For high-rate "updates" use a MergeTree variant that resolves duplicates during merging:

  • ReplacingMergeTree(version) — last-write-wins by sorting key.
  • CollapsingMergeTree(sign) — +1/−1 rows cancel during merges.
  • VersionedCollapsingMergeTree(sign, version) — same, but tolerates out-of-order inserts.
-- Conceptual "UPDATE" via INSERT
INSERT INTO users_replacing
VALUES (42, 'new_name', now());  -- version > previous → wins on merge

-- Read-time dedup if not yet merged:
SELECT * FROM users_replacing FINAL WHERE id = 42;

These engines push the cost from "mutation time" (rewrite parts) to "merge time" (already happening) and "read time" (FINAL, optional). For workloads with many small updates this is orders of magnitude cheaper.

Tuning knobs

SettingDefaultEffect
mutations_sync00=async, 1=wait for this replica, 2=wait for all
background_pool_size16Worker threads for merges + mutations
number_of_free_entries_in_pool_to_execute_mutation10Reserves merge capacity
max_part_loading_threadsautoParallelism when scanning parts to mutate
lightweight_deletes_sync2Wait policy for DELETE FROM
apply_mutations_on_fly0If 1, queries see mutation effects before parts rewritten

apply_mutations_on_fly = 1 (24+) is the modern story for "I want my UPDATE visible immediately." It applies the mutation expression at read time until the background rewrite catches up. Good for low-rate mutations; expensive for high-rate ones because every read pays the filter cost.

Mutation IO budget

Mutations and merges share the background_pool_size thread pool. A long mutation can starve regular merges, leading to "too many parts" errors. Production rules:

  • Run heavy mutations during off-peak hours.
  • Always include partition predicates to bound work.
  • Watch system.merge_tree_settings.background_pool_size and increase if mutations + merges saturate.
  • Prefer lightweight DELETE for "delete N rows now"; reserve ALTER UPDATE for bulk archival.

Tradeoffs

  • + Standard SQL semantics; familiar to PostgreSQL/MySQL users.
  • + Lightweight DELETE is fast and visible immediately.
  • + KILL MUTATION lets you back out if you set the WHERE wrong.
  • ALTER UPDATE/DELETE are not a transactional row update.
  • One bad mutation can rewrite the entire table.
  • Replication multiplies the IO cost by N replicas.
  • Mutations queue serially per table; back-pressure can be invisible.

FAQ

How do I tell if a mutation is "almost done"?

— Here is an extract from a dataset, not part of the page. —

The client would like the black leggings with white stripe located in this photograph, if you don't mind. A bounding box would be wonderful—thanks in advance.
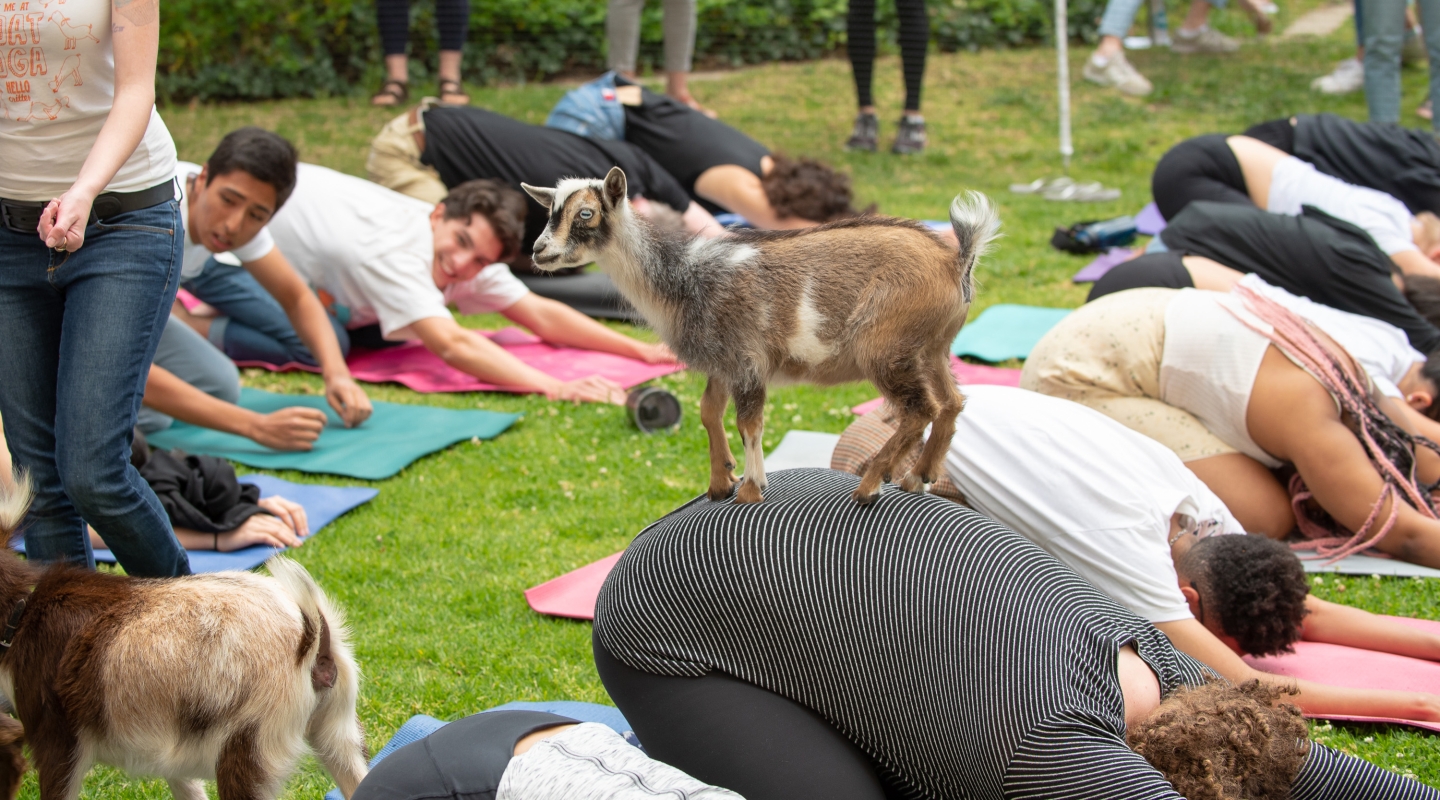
[845,0,930,111]
[595,640,886,800]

parts_to_do in system.mutations. It decrements as parts are rewritten. If it stalls, check latest_fail_reason.

Can I run two mutations in parallel?

The mutation queue per table is serial. If you submit two, they run in order. Mutations on different tables run in parallel up to the worker pool size.

What is _row_exists?

A virtual UInt8 column added by lightweight DELETE. WHERE _row_exists filters out logically-deleted rows automatically; you rarely need to reference it directly.

Will a SELECT see the result of an ALTER UPDATE immediately?

No. Mutations are async by default; reads still see old data until the relevant part is rewritten. Use SET mutations_sync=1 for "wait for me" semantics, or use lightweight DELETE/ReplacingMergeTree.

Should I run ALTER UPDATE during ingestion?

Avoid it. Mutations compete with merges for IO; running them during peak ingestion exacerbates the "too many parts" risk. Schedule for off-peak or use ReplacingMergeTree.